You are viewing a plain text version of this content. The canonical link for it is here.

Posted to user@spark.apache.org by Jaonary Rabarisoa <ja...@gmail.com> on 2014/03/21 14:32:34 UTC

N-Fold validation and RDD partitions

Hi

I need to partition my data represented as RDD into n folds and run metrics
computation in each fold and finally compute the means of my metrics
overall the folds.
Does spark can do the data partition out of the box or do I need to
implement it myself. I know that RDD has a partitions method and
mapPartitions but I really don't understand the purpose and the meaning of
partition here.



Cheers,

Jaonary

Re: N-Fold validation and RDD partitions

Posted by Walrus theCat <wa...@gmail.com>.

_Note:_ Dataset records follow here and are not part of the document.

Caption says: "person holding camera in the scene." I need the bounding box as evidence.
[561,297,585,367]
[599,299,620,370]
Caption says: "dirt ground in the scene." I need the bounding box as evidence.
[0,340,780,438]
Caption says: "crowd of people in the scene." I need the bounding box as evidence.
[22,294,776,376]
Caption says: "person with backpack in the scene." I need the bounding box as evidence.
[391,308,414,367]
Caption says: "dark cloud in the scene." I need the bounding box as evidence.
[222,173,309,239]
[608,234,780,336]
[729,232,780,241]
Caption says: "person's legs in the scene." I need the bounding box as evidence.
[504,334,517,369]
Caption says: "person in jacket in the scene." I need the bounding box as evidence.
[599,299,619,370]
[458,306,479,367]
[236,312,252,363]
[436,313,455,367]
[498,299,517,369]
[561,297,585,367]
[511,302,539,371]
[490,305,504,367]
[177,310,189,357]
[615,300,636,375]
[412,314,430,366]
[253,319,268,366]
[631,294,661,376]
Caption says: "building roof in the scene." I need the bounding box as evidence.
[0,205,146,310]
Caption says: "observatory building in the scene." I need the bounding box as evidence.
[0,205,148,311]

If someone wanted / needed to implement this themselves, are partitions the
correct way to go?  Any tips on how to get started (say, dividing an RDD
into 5 parts)?



On Fri, Mar 21, 2014 at 9:51 AM, Jaonary Rabarisoa <ja...@gmail.com>wrote:

> Thank you Hai-Anh. Are the files   CrossValidation.scala and RandomSplitRDD.scala
>  enough to use it ? I'm currently using spark 0.9.0 and I to avoid to
> rebuild every thing.
>
>
>
>
> On Fri, Mar 21, 2014 at 4:58 PM, Hai-Anh Trinh <ah...@adatao.com> wrote:
>
>> Hi Jaonary,
>>
>> You can find the code for k-fold CV in
>> https://github.com/apache/incubator-spark/pull/448. I have not find the
>> time to resubmit the pull to latest master.
>>
>>
>> On Fri, Mar 21, 2014 at 8:46 PM, Sanjay Awatramani <sanjay_awat@yahoo.com
>> > wrote:
>>
>>> Hi Jaonary,
>>>
>>> I believe the n folds should be mapped into n Keys in spark using a map
>>> function. You can reduce the returned PairRDD and you should get your
>>> metric.
>>> I don't understand partitions fully, but from whatever I understand of
>>> it, they aren't required in your scenario.
>>>
>>> Regards,
>>> Sanjay
>>>
>>>
>>>   On Friday, 21 March 2014 7:03 PM, Jaonary Rabarisoa <ja...@gmail.com>
>>> wrote:
>>>   Hi
>>>
>>> I need to partition my data represented as RDD into n folds and run
>>> metrics computation in each fold and finally compute the means of my
>>> metrics overall the folds.
>>> Does spark can do the data partition out of the box or do I need to
>>> implement it myself. I know that RDD has a partitions method and
>>> mapPartitions but I really don't understand the purpose and the meaning of
>>> partition here.
>>>
>>>
>>>
>>> Cheers,
>>>
>>> Jaonary
>>>
>>>
>>>
>>
>>
>>  --
>> Hai-Anh Trinh | Senior Software Engineer | http://adatao.com/
>> http://www.linkedin.com/in/haianh
>>
>>
>

Re: N-Fold validation and RDD partitions

Posted by Jaonary Rabarisoa <ja...@gmail.com>.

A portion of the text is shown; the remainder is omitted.